Just a few quibbles:

1. The 110-volt North American plug offered on the front of the unit has a spot for a grounding prong, but the unit itself is not grounded. I still cannot fathom the logic of that design choice. Especially in India, where European plugs are *required* to have a grounding prong. You can't get a plug like this one into the outlet without one; the outlets have an internal safety device that only opens when a grounding prong is inserted into the outlet. Sadly, the only way I could get this to work in India was to insert a pen in the grounding prong hole to release the safety and then insert the plug into the power holes.

2. The only justification I could find for not having a grounded unit is that the unit is fuse-protected. But they don't tell you what kind of fuse is required, and the fuse is located *inside* the unit, such that you would need a screwdriver to open the unit to replace the fuse. If it is going to be fuse-protected, the fuses must be user-replaceable, and need to be easily accessible without the use of tools, which I'd rather not carry around with me when I'm traveling internationally. (See EDIT below)

As far as the usability goes, it works as designed: it takes 230-240V power and steps it down to 110V power, offering you a North American power outlet. It's reasonably small and lightweight in comparison to some other transformers, but that's because it handles a much lower wattage. You have to be careful about the application that this will be used for: works well for laptops, phone chargers, electric razors, etc, but don't plug anything into it that draws over 200W, like your curling iron or hairdryer, as you'll fry the transformer instantly. And the lack of a grounded power plug and the internal fuse are poor design choices which nearly limits the functionality of the unit to the point where it's almost worth it to pay a little more for a better-designed unit.
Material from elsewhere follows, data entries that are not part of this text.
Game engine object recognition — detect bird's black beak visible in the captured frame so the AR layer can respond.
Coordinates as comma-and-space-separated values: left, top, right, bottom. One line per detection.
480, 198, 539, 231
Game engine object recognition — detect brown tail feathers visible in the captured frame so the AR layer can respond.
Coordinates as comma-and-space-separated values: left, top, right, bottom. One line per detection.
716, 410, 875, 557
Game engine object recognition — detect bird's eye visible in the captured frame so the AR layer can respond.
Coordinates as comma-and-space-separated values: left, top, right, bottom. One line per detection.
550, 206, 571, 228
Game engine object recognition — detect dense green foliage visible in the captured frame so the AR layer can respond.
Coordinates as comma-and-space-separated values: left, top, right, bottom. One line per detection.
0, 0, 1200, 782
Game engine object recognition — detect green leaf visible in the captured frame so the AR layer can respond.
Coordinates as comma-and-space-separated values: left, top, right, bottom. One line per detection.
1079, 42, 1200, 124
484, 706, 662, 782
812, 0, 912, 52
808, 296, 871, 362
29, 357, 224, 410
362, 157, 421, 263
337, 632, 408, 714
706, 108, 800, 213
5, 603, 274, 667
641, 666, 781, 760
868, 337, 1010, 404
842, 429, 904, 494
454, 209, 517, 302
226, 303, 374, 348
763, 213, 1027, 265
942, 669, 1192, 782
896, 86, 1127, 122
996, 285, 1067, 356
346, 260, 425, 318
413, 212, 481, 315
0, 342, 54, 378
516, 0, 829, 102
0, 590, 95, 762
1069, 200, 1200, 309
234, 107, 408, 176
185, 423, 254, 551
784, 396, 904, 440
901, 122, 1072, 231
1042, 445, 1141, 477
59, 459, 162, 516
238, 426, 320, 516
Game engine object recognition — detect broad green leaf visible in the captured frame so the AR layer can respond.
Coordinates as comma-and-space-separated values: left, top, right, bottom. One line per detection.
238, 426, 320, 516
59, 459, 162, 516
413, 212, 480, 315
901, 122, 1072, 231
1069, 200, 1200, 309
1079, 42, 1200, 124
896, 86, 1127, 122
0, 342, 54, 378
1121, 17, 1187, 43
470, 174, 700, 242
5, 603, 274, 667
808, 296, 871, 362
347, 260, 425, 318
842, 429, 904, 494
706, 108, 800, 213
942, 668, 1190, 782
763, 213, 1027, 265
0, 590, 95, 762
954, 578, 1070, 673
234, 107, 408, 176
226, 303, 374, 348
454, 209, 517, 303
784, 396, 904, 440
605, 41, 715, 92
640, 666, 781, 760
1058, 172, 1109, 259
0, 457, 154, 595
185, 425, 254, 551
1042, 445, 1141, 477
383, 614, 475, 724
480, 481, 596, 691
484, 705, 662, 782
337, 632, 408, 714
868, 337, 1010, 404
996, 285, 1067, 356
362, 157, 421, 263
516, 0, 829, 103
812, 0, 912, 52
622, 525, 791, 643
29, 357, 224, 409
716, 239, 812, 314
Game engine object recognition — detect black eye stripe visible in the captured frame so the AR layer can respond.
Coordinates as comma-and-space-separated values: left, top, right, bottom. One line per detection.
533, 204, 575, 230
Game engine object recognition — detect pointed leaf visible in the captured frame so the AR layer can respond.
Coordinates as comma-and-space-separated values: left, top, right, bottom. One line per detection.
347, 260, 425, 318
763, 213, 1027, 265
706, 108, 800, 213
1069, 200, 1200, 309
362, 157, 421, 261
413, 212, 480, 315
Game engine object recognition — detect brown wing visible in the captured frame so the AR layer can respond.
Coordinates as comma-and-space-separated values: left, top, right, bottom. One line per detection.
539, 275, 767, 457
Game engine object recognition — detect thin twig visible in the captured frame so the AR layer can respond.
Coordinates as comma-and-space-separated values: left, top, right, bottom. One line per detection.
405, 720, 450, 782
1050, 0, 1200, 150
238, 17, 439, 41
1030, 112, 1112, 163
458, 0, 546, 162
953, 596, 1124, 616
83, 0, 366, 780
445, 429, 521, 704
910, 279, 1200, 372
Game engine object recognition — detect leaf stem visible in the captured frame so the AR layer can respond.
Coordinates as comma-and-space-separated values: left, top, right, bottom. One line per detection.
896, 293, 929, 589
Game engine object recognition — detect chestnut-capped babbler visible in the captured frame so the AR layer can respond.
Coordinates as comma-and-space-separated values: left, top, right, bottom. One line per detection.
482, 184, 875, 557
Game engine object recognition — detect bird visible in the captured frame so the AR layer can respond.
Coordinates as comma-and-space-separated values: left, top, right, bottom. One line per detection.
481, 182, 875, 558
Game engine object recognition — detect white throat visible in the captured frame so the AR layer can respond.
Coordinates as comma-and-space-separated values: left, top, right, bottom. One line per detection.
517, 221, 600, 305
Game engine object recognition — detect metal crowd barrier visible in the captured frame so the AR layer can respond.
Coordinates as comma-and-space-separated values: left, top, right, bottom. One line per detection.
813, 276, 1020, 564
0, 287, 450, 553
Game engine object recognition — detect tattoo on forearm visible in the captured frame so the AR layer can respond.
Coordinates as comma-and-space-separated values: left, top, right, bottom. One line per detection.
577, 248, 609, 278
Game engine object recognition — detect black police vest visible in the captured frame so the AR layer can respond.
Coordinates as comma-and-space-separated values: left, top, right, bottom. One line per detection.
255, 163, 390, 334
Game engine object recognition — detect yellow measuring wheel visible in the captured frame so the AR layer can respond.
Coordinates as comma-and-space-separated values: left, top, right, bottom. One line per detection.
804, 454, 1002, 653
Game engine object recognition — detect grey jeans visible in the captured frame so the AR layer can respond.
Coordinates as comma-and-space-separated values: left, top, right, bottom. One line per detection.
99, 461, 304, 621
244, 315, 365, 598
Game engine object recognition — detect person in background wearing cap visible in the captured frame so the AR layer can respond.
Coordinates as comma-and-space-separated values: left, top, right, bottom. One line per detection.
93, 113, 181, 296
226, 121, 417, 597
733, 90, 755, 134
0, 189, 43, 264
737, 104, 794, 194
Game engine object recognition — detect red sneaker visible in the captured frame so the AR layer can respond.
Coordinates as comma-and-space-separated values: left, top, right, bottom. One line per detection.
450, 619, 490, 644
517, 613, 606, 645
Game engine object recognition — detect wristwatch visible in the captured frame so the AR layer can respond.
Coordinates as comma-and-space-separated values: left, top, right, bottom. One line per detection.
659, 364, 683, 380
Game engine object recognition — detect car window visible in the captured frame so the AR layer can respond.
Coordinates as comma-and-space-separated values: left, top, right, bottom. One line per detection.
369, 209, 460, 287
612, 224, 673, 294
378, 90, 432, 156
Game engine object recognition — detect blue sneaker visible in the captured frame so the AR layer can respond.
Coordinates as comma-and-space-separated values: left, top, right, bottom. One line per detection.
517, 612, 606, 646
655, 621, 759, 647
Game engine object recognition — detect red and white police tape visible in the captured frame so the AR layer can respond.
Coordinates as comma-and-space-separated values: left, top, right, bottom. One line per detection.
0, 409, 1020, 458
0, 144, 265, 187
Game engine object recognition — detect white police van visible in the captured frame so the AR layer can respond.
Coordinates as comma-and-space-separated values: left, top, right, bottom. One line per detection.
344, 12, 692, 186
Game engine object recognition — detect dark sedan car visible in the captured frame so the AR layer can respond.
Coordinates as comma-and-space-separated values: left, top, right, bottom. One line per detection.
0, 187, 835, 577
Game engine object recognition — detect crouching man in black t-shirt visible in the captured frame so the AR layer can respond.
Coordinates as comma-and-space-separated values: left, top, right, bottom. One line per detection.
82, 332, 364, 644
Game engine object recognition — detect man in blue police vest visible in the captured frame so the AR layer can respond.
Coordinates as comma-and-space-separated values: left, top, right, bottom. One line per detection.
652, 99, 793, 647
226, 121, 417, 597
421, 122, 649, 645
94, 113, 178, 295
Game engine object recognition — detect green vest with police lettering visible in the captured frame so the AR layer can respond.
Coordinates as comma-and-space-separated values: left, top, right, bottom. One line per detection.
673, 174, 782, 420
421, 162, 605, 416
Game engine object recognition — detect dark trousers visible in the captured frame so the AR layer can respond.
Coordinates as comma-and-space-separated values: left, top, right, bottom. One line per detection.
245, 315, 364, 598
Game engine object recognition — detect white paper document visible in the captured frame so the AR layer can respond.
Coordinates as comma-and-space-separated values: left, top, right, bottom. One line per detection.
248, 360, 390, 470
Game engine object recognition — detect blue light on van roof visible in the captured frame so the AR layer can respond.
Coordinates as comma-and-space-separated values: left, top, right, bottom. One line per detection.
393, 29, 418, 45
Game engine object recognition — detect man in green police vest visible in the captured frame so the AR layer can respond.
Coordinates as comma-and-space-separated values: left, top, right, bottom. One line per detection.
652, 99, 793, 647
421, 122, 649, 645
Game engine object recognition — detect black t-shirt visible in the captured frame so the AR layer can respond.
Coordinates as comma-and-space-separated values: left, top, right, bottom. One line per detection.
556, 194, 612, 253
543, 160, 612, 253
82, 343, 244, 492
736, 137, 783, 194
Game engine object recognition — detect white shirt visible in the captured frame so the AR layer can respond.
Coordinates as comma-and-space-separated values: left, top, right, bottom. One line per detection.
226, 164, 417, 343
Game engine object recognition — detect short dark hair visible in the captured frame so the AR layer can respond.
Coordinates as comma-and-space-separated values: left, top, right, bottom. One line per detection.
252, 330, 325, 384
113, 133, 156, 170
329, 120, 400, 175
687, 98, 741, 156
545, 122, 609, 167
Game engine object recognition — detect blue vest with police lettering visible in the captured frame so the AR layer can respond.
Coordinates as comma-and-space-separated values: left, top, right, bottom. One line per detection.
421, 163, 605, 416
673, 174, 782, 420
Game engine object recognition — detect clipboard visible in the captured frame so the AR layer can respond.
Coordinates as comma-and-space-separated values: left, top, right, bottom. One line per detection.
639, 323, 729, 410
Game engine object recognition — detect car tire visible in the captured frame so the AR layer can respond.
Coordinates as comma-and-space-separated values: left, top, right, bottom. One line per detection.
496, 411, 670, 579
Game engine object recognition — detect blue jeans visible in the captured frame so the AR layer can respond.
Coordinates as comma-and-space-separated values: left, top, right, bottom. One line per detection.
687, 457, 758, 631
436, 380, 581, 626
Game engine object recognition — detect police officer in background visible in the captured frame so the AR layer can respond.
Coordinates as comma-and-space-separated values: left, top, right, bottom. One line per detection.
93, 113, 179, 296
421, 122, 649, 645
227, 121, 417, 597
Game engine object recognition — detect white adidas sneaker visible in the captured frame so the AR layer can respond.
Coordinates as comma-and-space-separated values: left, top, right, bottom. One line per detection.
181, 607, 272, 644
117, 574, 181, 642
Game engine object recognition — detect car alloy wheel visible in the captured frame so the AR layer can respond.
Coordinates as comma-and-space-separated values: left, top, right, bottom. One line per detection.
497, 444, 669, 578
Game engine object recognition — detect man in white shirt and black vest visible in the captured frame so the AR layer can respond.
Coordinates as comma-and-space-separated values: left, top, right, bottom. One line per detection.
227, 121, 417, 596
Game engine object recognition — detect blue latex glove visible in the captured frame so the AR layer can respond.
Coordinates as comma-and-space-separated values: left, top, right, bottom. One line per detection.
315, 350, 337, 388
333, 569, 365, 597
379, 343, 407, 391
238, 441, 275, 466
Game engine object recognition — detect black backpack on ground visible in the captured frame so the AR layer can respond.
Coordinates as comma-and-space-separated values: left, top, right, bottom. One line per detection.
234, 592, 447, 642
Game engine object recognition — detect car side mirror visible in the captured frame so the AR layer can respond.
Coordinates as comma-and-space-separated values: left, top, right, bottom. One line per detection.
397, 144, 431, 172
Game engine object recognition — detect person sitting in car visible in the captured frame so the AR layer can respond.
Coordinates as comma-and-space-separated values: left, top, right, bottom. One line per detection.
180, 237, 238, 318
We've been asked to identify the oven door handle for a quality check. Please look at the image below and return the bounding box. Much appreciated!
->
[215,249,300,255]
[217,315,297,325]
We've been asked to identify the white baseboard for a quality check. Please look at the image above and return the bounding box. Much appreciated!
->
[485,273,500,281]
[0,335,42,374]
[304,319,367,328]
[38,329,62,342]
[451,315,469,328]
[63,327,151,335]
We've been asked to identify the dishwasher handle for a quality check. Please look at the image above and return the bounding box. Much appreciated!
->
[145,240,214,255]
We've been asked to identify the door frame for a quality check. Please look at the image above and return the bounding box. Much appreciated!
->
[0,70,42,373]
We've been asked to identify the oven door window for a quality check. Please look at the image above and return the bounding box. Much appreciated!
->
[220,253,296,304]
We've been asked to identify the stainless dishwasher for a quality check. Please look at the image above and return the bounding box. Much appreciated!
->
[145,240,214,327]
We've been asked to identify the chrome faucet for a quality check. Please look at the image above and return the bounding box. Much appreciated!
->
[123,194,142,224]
For the price, it was worth it for me. Just make sure you understand the application for which it will be used before you buy it.

EDIT: I found out two new things about this unit that are very interesting.

1. There is NO INTERNAL FUSE, regardless of what the documentation says. Opening the unit up and poking around clearly reveals this.
2. The grounding prong hole on the front of the unit is not connected to anything on the inside; the unit does not ground the item plugged into it, nor does it attempt to.

So not only is the grounding plug on the front misleading, so is the documentation. As I mentioned earlier, for the price, it does what you'd expect. In other words, you get what you pay for.

EDIT 2: Some very smart electrical engineers told me that this unit has a "thermal fuse" which should, in theory, trip if the unit begins to overheat. It is self-resetting, so when it cools it should reset. Doesn't change the commentary regarding the grounding prong hole and the unit not being electrically grounded.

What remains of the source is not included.